One week before the examinations, most of the teachers suggested some spot questions, in other word predicting some of the questions that would appear in the exam papers. We all began reading the anticipated answers and memorized every detail. We all hoped and prayed that these spot questions would come out handy. It was indeed a tedious week having to digest so many facts and figures. By now grandma was convinced that her grandson was indeed a very good boy and she even prepared coffee and brought it to my room after her dawn prayer.

The moment of truth arrived. I woke up very early at 4.00am and began to revise many facts on the first day of the examination. After having my bath and completed my dawn prayer, I got dressed and ready for the ‘battle’. Grandma called me and gave me a glass of ‘air zam zam’ and told me to ‘selawat’ as many as I could before the exam. I heeded but honestly thought that this ‘air zam zam’ would do me no help had I not studied hard.

At school every student was still seen reading some bits and pieces hoping for a last minute of catching up. I was quite relaxed and I thought I was quite prepared for the exam.

Passing the LCE examination was a turning point for my contemporaries because with the LCE certificate we could still apply for a clerical job in some government bodies. But if we failed to make it, then the future could be quite bleak. However, in the mid-sixties failing your LCE examination was not the end of the world as you could still make amends and turned to other field suitable to your taste. Few of my friends who did not make it in their LCE exams are today far more better than me in their own fields.

Our first paper was Bahasa Kebangsaan and I answered some of the questions quite well. Cikgu Hasrin was our Bahasa Kebangsaan teacher and some of the points he gave us a week ago found their way to the examination papers and that was a great help to those who were attentive. The second paper was history and likewise I managed to answer some of the questions with ease.
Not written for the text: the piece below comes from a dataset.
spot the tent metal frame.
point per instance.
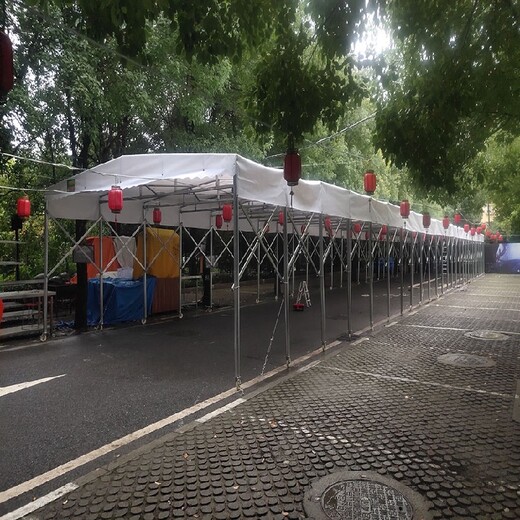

That evening I felt quite comfortable having executed my first day quite satisfactorily.

The second, third and final days were more tougher with some of the questions were left unanswered in particular subjects like Chemistry and Biology. My mathematics was average and I managed to do some workings correctly just as Maniam taught me. Overall, I was quite satisfied with my efforts and was glad that I realized the importance of passing the LCE examinations was not too late. In two months time the results would be out and I was still skeptical whether I could make it. But now that the exams was over, it was time to look for my two buddies and to find out how they both fared in their exams. We did not study together simply because we went to different schools and the teachers had their own ways of teachings.

Immediately after our exams, we continued our daily activities of cycling to town and Tanjung as well as night cycling. We created new ‘adventures’ by cycling to spooky places in the middle of the night, we cycled to Parit Jawa and also to Bukit Mor and climbed to its peak. Bukit Mor is not too high but climbing it was quite tedious and we could see some clouds moving at a near distance while at its peak and it was quite chilly.

The Form Three results came out right at the second week of the fasting month of Ramadan. Those who took the LCE examinations in 1965 surely must remember that the results came out approximately two weeks after the fasting month of Ramadan because I remember that most vividly. When I noticed some of the Form Three students kept passing by my house heading for the Muar High School one afternoon, I thought the results could be out. I was actually very worried and grandma had been asking about the results for the last few days.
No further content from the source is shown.